“Good. Lieutenant Li just rang; they ran ballistic tests on our recovered revolver, and it was not the weapon that killed Abbot McKenzie. She thinks it may have been the same model, though. Either way, it seemed to me that we must have heard two shots, and Sam’s retelling—you agree that I didn’t lead him on?—bears me out. I’m afraid, Sam,” she said, “that it isn’t a suicide at all, unless it’s much more unusual than even you had suspected.”

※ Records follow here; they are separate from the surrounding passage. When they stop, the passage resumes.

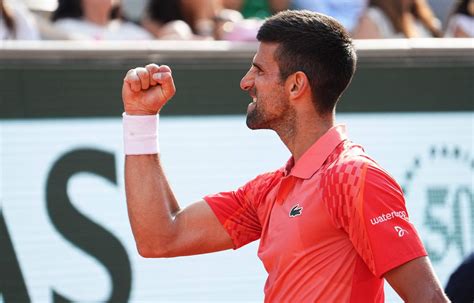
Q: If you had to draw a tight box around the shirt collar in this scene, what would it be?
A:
[285,124,347,179]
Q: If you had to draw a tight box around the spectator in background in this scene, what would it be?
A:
[445,0,474,38]
[353,0,442,39]
[353,0,442,39]
[222,0,290,19]
[291,0,368,33]
[52,0,153,40]
[142,0,219,40]
[215,0,290,41]
[0,0,40,40]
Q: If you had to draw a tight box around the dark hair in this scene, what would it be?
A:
[51,0,122,22]
[257,10,357,114]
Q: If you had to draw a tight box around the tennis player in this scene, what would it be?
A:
[122,11,448,303]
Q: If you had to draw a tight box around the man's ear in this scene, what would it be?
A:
[287,71,310,99]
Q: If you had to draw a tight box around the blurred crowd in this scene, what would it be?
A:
[0,0,474,41]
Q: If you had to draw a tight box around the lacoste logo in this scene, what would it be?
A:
[393,226,408,238]
[290,203,303,218]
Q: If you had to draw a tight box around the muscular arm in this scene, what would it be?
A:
[384,257,449,303]
[122,65,233,257]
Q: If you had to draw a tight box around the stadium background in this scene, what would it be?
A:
[0,39,474,302]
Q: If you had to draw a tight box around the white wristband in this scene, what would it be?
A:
[122,113,160,155]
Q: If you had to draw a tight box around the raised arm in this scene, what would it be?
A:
[384,257,450,303]
[122,64,233,257]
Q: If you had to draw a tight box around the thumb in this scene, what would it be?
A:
[152,70,176,100]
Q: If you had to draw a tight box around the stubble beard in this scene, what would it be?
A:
[246,91,291,131]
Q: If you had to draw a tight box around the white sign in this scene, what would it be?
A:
[0,113,474,302]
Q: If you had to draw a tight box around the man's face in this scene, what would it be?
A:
[240,43,291,130]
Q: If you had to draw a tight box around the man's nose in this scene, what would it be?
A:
[240,70,254,91]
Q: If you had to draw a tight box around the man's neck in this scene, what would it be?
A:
[276,115,335,163]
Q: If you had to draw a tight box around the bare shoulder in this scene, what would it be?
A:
[384,257,449,303]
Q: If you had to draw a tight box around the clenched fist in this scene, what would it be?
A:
[122,64,176,115]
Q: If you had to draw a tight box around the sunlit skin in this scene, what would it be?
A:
[240,43,294,131]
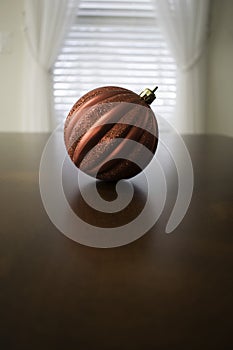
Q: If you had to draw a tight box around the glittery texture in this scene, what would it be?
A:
[64,86,158,181]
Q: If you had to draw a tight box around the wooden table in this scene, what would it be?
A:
[0,133,233,350]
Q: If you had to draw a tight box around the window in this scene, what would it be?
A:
[53,0,176,122]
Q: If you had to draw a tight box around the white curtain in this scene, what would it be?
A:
[153,0,209,133]
[21,0,77,132]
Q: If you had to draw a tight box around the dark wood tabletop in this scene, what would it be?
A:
[0,133,233,350]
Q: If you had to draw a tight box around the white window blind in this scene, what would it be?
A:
[53,0,176,122]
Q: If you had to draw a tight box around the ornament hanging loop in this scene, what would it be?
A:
[139,86,158,105]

The sun cast slanting bars of light through the windows and across the floor. It lit a few dozen scenes not altogether unlike ours. Amber had already thrown my pet theory onto the rocks, and soon after she dashed it to pieces with a call to the district’s Department of Dome Maintenance. She proposed that McKenzie, with a gun in hand, would have fallen backward off the balcony, firing into the air as he fell. Just as she expected, a dome repair crew had filled a chip in the dome not more than a few hundred yards from the scene of the crime. I gave my theory a moment of silence, then reflected that a murder that looked like a suicide that looked like a murder could hardly help but rank highly on the list of most interesting crimes I had seen.

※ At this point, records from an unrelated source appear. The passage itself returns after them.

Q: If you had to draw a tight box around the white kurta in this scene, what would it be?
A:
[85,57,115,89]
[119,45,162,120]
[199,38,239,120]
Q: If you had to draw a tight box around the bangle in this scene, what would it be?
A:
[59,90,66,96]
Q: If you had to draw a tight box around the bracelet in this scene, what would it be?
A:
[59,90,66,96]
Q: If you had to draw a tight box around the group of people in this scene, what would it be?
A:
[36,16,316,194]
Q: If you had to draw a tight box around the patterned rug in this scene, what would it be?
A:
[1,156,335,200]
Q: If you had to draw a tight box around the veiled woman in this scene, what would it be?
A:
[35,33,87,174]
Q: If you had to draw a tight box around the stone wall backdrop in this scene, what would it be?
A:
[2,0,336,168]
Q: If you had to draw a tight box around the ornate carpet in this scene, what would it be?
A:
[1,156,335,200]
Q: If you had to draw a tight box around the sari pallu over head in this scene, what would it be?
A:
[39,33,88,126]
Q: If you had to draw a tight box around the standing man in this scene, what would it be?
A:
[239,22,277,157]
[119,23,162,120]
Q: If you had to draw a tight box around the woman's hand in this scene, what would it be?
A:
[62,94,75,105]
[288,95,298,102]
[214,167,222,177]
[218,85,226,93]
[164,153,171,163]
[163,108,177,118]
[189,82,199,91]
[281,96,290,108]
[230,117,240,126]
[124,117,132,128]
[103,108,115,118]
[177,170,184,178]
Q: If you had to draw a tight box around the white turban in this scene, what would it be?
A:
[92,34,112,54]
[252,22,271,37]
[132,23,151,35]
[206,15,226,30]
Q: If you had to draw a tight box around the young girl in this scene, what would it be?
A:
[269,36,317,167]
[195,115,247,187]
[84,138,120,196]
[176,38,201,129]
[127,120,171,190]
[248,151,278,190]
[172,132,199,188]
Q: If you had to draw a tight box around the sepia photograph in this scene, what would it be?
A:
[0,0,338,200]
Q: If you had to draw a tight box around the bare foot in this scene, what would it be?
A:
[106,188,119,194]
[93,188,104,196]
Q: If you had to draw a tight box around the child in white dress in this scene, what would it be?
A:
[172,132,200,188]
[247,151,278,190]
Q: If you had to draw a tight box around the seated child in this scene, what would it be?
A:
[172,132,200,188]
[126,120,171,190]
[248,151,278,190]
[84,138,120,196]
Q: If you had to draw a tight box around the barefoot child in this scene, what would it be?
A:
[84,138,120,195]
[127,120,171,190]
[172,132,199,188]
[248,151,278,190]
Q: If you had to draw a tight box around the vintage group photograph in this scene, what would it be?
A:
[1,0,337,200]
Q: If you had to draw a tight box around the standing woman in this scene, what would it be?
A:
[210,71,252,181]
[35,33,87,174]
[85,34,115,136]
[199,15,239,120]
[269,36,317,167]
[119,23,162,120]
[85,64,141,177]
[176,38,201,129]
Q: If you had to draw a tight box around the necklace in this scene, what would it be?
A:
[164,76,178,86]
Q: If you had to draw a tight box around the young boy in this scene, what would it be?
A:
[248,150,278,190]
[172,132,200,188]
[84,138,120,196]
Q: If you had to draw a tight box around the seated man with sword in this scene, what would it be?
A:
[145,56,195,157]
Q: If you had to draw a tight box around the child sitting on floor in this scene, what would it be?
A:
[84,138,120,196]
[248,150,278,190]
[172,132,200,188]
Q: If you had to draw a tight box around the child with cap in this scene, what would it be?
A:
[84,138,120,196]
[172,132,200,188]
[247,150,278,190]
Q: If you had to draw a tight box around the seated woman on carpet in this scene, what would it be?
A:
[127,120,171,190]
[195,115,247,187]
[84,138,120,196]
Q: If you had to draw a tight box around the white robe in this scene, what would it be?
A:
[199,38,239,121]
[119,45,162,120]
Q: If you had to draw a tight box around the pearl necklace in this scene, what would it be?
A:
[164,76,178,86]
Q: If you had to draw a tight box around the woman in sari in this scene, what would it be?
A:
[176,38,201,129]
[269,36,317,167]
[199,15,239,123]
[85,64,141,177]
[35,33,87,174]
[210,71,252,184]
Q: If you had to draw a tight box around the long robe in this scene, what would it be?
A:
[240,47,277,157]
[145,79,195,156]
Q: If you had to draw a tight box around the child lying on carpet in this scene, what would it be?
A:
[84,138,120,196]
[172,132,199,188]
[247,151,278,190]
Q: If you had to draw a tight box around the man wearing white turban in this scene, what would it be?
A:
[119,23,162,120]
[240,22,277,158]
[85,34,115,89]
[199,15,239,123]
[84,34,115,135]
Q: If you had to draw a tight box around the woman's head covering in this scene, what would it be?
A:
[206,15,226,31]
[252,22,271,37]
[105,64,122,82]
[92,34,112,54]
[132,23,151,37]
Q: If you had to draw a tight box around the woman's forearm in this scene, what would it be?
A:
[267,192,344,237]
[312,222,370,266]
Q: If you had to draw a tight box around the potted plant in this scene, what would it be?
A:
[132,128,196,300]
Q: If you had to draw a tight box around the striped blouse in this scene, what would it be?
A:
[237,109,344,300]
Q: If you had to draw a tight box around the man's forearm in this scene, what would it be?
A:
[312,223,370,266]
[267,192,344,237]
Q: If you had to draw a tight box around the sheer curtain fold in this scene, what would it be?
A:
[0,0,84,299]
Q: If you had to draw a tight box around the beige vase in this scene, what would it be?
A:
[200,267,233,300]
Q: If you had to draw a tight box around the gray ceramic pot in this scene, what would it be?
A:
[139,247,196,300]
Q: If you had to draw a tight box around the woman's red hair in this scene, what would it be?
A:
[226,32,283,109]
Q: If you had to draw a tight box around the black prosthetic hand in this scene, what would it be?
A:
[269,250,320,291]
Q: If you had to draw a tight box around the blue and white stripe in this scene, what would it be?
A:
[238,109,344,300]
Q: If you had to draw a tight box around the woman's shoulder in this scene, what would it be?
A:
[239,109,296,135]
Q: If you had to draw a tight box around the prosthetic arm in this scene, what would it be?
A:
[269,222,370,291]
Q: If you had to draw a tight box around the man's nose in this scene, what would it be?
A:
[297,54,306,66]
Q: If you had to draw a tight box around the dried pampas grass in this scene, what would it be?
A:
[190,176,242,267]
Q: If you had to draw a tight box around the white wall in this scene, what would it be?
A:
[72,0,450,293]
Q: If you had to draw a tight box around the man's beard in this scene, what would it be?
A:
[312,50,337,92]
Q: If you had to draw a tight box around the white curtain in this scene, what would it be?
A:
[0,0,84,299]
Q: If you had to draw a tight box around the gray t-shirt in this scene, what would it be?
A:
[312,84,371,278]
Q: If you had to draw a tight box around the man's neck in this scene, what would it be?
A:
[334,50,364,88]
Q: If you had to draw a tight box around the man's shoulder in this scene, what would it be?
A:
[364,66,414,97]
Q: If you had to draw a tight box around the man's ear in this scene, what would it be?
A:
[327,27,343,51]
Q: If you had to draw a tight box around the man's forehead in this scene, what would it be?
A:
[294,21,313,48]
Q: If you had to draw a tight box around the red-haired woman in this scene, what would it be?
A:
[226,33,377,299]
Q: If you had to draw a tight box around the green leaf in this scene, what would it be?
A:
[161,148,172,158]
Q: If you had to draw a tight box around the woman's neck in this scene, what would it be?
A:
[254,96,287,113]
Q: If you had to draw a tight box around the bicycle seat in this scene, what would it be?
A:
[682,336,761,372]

The investigation, on the other hand, had taken a decided turn for the uninteresting. The prevailing opinion was that Dalton Heath was the killer, but the absence of hard evidence left us little to go on. Amber, Baker, and Carpenter had sent uniforms to go over Heath’s apartment again. Amber had high hopes that the favor she’d asked would pay dividends, although she remained customarily silent on precisely how it would do so. Nothing required our immediate attention, so the inspectors took the opportunity to put some time in on their other cases. I rescheduled the appointments I had missed, fetched coffee, and made shadow puppets. I was thinking about a nap when Amber took a call and said to me, “Sam, we’ve a witness coming in who says she has information on the McKenzie case. Could you have a word with her? I would, but…” She waved apologetically at her desk, which had been resurfaced with hard copies of a half-dozen case files. “You understand.”
“Are you sure?” I said, holding my hands in a sunbeam and wiggling my fingers. The shadows danced across her desk. “That last one was rather good.” She snorted and went back to her work, and I went down to the seventieth floor.